Abstract
Background HBV is the leading global cause of cirrhosis and primary liver cancer. The virus’s attributable disease burden in the UK is concentrated in vulnerable populatons including ethinic minorities, people experiencing homelessness and people born in high-prevalence countries. Despite this the UK HBV population has not been well characterised, and estimates of UK HBV prevalence and/or positivity rate vary widely across sources. We summarised datasets that are available to represent UK CHB epidemiology, consider differences between sources, and discuss deficiencies in current estimates.
Methods We searched for estimates of CHB case numbers in the UK (incorporating incidence and/or prevalence-like data) across a range of available sources, including UK-wide reports from government bodies, publications from independent bodies (including medical charities and non-governmental organisations) and articles in peer-reviewed scientific journals. We present positivity rates from each respective data source but caution that estimates may not be representative of the true UK-wide population prevalence.

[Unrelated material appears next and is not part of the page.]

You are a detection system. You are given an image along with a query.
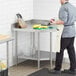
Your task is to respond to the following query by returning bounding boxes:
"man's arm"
[51,20,64,25]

Results and Discussion Six CHB case number estimates were identified, with three estimates reporting information concerning population subgroups, including number of infected individuals across age, sex and ethnicity categories., Estimates among sources reporting prevalence varied from 0.27% to 0.73%. An alterantive proxy for population prevalence (obtained via the UK antenatal screening programme which achieves over 95% coverage of every pregnant woman) estimated a CHB prevalence of <0.5%. Estimates varied by sources of error, bias and missingness, data linkage, and substantial “blind spots” in consistent testing and registration of HBV diagnoses. Multi-parameter evidence synthesis and back-calculation model methods similar to those used to generate estimates of HCV ad HIV population-wide prevalence may be applicable to HBV.
Background
Hepatitis B virus (HBV) is the leading global cause of cirrhosis, and of primary liver cancer incidence and mortality (1,2). Nearly 300 million individuals worldwide are estimated to be living with chronic HBV (CHB) infection. Risks of complications and death are mitigated by screening to detect cases of infection, clinical monitoring of chronic infection (including liver cancer surveillance in high-risk cases), and antiviral therapy in those who meet treatment criteria (3).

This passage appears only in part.